Dorothy bit her lip. “When I think that we almost went right by it without suspecting. . . . almost missed it completely, I mean.”

Nick clasped her shoulder, his eyes fixed upon the almost invisible planetoid slowly growing before them. “Were you and your brother—very good friends?”

“I scarcely knew him,” she murmured. “He ran away from home when I was seven or eight, and we only saw him once in awhile after that. I think it was nearly six years after he first hit out before he came back. He was mature then and I was just a silly adolescent, but I idolized him because he was so famous.

“He spent nearly a whole month with me—with us, that is—about four years before he signed up with your father. But all that seems unreal now. If he’s—still alive, I’ll probably say ‘hello, Harry,’ and kiss him with sisterly affection and be glad he’s all right, but it won’t really mean much. What about your father, Nick?”

He frowned. “Dad and I were pretty close. Matter of fact, I never called him ‘dad’ until after he disappeared. It was always Steve. He preferred that; didn’t like his own name, though I didn’t know about it for a long time.

“I never could figure out the relationships between the other kids I knew and their parents.

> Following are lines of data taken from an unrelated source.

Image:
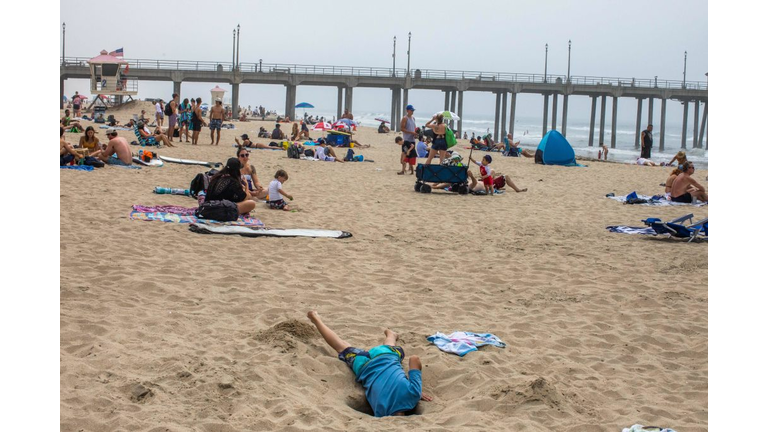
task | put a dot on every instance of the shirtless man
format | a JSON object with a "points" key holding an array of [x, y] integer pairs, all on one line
{"points": [[685, 188], [217, 117], [174, 103], [117, 145], [67, 153]]}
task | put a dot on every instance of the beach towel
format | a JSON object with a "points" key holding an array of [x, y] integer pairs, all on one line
{"points": [[267, 232], [461, 343], [78, 167], [656, 200], [623, 229], [178, 214], [641, 428]]}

I always felt sorry for them; you see, Steve explained to me once—it’s amazing that I got it the first time—that ‘father’ or ‘dad’ or ‘pop’ was something I’d better call him when other people were around just for the sake of appearances. And, when I was in school, why he was ‘my father.’ But when we were alone together—or just the three of us, Steve, Mater, and I—we didn’t have to be formal at all. We were always the best of friends.”

She drew closer to him. “I’d like to meet—Steve.”

He looked at her as if it were the first time they were meeting. “Steve would like you, too,” he replied.

The alarm clanged for some time before they noticed it.

“Sorry!” exclaimed Timbie as he came into the room. “We’ve spotted it. It’s less than 500 miles in diameter.”